另请参阅 Oracle 的Mastering Oracle+Python系列文章。

回答by Derrick

I would create a large SQL insert statement using union:

我将使用联合创建一个大型 SQL 插入语句:

insert into mytable(col1, col2, col3)
select a, b, c from dual union
select d, e, f from dual union
select g, h, i from dual

You can build the string in python and give it to oracle as one statement to execute.

您可以在 python 中构建字符串并将其作为一个语句提供给 oracle 来执行。

回答by ragerdl

As one of the comments says, consider using INSERT ALL. Supposedly it'll be significantly faster than using executemany().

正如其中一条评论所说,请考虑使用INSERT ALL. 据说它会比使用executemany().

For example:

例如:

INSERT ALL
  INTO mytable (column1, column2, column_n) VALUES (expr1, expr2, expr_n)
  INTO mytable (column1, column2, column_n) VALUES (expr1, expr2, expr_n)
  INTO mytable (column1, column2, column_n) VALUES (expr1, expr2, expr_n)
SELECT * FROM dual;

http://www.techonthenet.com/oracle/questions/insert_rows.php

http://www.techonthenet.com/oracle/questions/insert_rows.php

回答by zhihuifan

fyi my test result:

仅供参考我的测试结果:

I insert into 5000 rows. 3 columns per row.

我插入 5000 行。每行 3 列。

  1. run insert 5000 times, it costs 1.24 minutes.
  2. run with executemany, it costs 0.125 seconds.
  3. run with a insert all code: it costs 4.08 minutes.
  1. 运行 insert 5000 次,花费 1.24 分钟。
  2. 与 executemany 一起运行,花费 0.125 秒。
  3. 使用插入所有代码运行:花费 4.08 分钟。

python code, which setup the sql like insert all into t(a,b,c) select :1, :2, :3 from dual union all select :4, :5: :6 from daul...

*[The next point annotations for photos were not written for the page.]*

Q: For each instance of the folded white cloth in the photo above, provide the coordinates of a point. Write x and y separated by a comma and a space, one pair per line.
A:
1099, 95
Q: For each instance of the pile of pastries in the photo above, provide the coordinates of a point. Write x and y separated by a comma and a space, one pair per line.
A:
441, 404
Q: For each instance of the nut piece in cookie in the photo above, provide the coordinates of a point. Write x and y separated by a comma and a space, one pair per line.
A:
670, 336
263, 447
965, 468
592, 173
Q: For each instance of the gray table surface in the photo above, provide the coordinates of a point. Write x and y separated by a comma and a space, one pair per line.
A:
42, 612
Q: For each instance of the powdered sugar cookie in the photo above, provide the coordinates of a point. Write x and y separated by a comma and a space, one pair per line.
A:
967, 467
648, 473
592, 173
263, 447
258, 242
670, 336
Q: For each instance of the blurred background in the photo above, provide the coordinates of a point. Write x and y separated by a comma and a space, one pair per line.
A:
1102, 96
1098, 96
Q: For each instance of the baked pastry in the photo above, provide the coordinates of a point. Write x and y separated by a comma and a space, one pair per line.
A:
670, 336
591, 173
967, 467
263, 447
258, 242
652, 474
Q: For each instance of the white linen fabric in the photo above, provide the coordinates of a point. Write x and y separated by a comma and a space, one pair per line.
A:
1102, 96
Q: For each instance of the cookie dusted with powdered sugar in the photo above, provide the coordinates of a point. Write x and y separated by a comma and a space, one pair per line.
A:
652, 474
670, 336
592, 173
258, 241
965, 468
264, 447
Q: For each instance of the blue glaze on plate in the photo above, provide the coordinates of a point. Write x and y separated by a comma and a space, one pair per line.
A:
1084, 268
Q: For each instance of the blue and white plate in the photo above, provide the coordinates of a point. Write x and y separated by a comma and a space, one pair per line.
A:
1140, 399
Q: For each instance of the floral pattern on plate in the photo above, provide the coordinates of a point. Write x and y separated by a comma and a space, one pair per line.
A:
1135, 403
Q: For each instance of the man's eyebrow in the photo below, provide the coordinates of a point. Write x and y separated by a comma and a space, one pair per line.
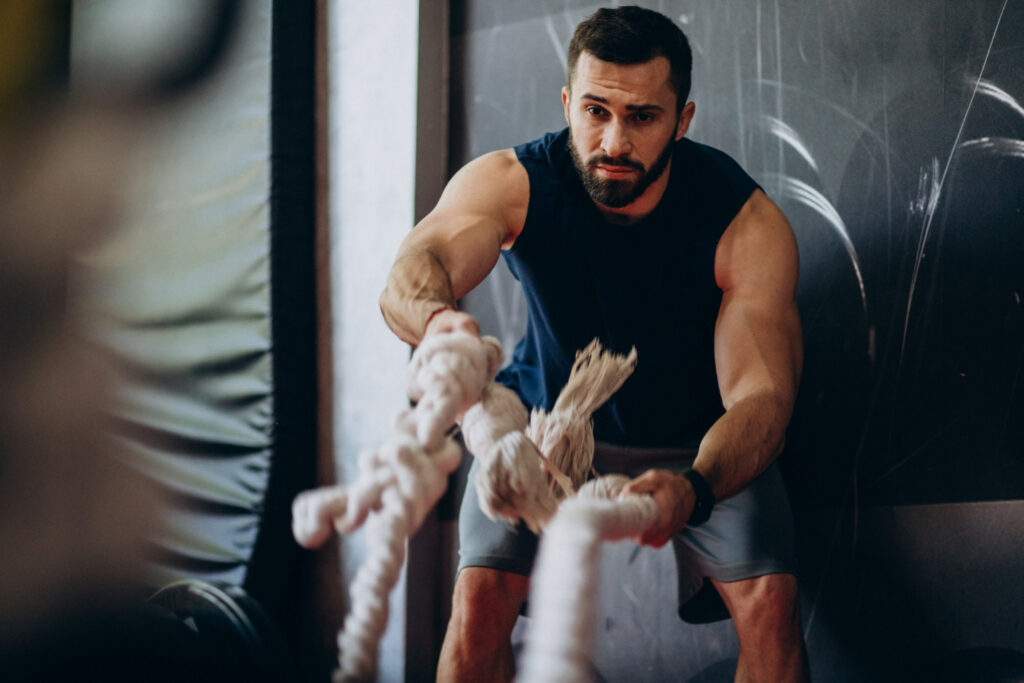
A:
631, 108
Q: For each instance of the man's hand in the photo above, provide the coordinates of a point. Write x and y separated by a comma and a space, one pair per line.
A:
675, 499
450, 319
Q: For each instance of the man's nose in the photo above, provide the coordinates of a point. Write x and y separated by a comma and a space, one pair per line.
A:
616, 140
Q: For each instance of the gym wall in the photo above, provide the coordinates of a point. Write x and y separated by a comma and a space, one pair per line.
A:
891, 135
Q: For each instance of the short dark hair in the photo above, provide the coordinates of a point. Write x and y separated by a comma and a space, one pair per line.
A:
631, 36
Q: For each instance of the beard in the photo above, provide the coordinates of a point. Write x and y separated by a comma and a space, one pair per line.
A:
617, 194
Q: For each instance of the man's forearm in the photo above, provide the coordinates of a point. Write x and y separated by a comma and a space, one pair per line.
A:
417, 287
743, 442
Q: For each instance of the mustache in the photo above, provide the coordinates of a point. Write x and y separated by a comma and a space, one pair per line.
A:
615, 161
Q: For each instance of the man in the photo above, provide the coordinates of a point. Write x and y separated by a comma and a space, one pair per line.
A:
619, 227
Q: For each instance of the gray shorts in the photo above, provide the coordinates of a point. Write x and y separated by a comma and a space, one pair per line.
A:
749, 535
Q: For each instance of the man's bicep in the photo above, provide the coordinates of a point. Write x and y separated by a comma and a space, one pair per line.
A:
758, 343
758, 348
476, 215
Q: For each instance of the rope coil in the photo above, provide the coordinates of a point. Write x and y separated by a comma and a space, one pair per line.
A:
451, 378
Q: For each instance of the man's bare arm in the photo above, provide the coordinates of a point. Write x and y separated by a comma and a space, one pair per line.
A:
758, 355
758, 347
451, 251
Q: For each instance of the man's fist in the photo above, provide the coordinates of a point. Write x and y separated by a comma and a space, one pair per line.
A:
675, 499
450, 319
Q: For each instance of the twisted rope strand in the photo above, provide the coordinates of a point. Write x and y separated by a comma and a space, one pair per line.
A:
565, 578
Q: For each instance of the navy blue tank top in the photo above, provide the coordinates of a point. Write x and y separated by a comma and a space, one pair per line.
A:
649, 285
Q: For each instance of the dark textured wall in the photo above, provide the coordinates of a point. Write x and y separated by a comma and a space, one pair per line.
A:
892, 134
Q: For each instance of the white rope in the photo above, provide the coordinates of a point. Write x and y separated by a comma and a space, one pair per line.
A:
397, 484
451, 376
565, 578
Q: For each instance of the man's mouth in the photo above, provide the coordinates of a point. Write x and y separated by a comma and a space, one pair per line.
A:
613, 171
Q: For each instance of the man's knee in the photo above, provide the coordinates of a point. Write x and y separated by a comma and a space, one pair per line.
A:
765, 607
486, 602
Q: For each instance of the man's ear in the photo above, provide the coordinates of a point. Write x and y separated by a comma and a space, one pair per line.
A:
685, 117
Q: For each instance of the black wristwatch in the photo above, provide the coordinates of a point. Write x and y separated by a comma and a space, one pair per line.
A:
706, 499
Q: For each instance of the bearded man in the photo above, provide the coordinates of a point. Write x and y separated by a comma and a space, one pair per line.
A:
621, 227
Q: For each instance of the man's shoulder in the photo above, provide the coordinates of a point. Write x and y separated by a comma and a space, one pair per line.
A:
708, 157
549, 150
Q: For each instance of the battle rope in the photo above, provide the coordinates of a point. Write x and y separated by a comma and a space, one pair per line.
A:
565, 578
451, 376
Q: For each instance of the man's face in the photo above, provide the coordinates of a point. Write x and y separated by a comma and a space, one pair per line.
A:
622, 124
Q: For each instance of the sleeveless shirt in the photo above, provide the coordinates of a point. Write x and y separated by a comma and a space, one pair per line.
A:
649, 285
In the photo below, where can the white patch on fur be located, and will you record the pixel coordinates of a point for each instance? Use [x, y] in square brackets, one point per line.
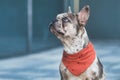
[74, 46]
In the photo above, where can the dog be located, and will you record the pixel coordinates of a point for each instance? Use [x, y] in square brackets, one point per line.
[79, 60]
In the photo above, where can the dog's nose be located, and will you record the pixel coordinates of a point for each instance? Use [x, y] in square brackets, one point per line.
[53, 22]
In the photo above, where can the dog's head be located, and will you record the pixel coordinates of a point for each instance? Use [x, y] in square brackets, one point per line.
[67, 25]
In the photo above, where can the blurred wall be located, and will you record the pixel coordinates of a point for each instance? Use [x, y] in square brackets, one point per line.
[104, 21]
[14, 26]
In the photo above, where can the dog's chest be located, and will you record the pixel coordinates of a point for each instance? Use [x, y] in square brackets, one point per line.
[90, 74]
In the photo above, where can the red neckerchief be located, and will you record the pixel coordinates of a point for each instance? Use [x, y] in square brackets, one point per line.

python代码,它设置sql,比如将所有内容插入t(a,b,c) select :1, :2, :3 from dual union all select :4, :5: :6 from daul ...

The python code to setup this long sql, it cost 0.145329 seconds.

设置这个长 sql 的 python 代码,它花费 0.145329 秒。

I test my code on a very old sun machine. cpu: 1415 MH.

我在一台非常旧的 sun 机器上测试我的代码。中央处理器:1415 MH。

in the third case, I checked the database side, the wait event is "SQL*Net more data from client". which means the server is waiting for more data from client.

在第三种情况下,我检查了数据库端,等待事件是“SQL*Net more data from client”。这意味着服务器正在等待来自客户端的更多数据。

The result of the third method is unbelievable for me without the test.

第三种方法的结果在没有测试的情况下对我来说是难以置信的。

so the short suggestion from me is just to use executemany.

所以我的简短建议就是使用 executemany。